“Global interest in Arctic destinations has grown, driven by a desire for adventurous experiences and awareness of climate change,” said Anne Nivíka, the chief executive of Visit Greenland.
The building of Nuuk airport has been an essential part of Greenland’s response to the interest. Until Thursday, there were no direct international flights to Greenland’s capital, home to 19,783 of the territory’s 56,865 people.
Previously, the first stop would have been a former US military base in Kangerlussuaq, 200 miles (320km) north of Nuuk, followed by a further internal flight on a small plane.
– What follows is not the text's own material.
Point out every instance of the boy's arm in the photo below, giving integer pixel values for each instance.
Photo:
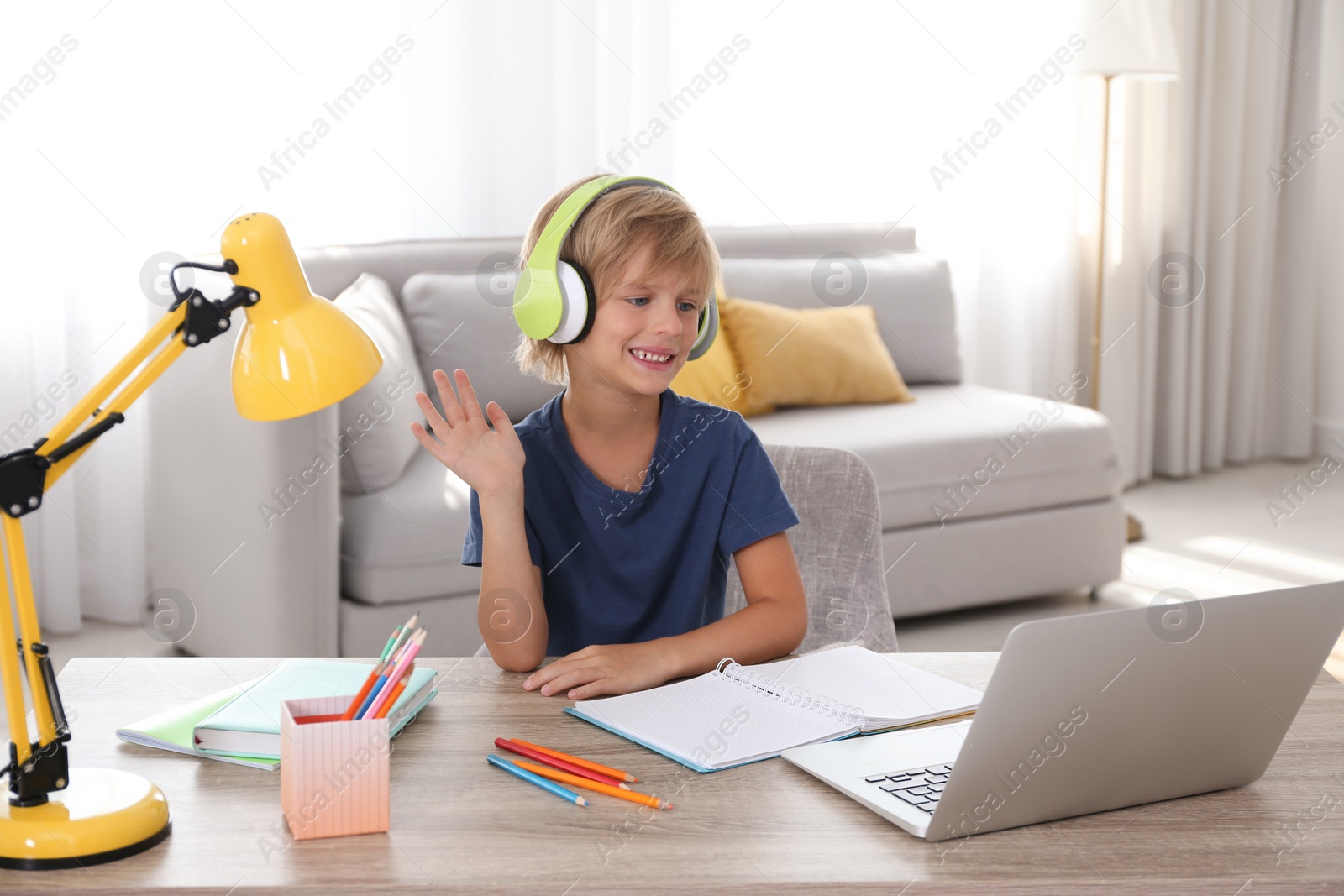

It will now take 4hr 50min to get to Nuuk from Copenhagen, cutting hours off the previous best option.
Christian Keldsen, the director of the Greenland Business Association, said he feared the move towards protectionism had been in part inspired by Denmark’s colonial past and concerns about further exploitation by foreign powers.
Greenland, whose land mass exceeds that of Austria, Belgium, Denmark, France, Germany, Ireland, Italy, Poland, Portugal, the Netherlands and the UK combined, is today a self-governing territory within the Kingdom of Denmark but until 1953 it was a colony.
The US built military bases on the island at the start of the second world war and then into the cold war. In 1946, US officials even offered to buy Greenland from its colonial power, Denmark, for $100m in gold bars, a suggestion repeated by Donald Trump in his first term in the White House.
The government has written in a two-year transition period to the tourism law. But Keldsen said the ambitions in Greenland for a larger tourism sector could not be achieved without international investment. “But for now that could be where we are in the development,” he said. “We are moving forward, and Greenland wants control of this evolution.”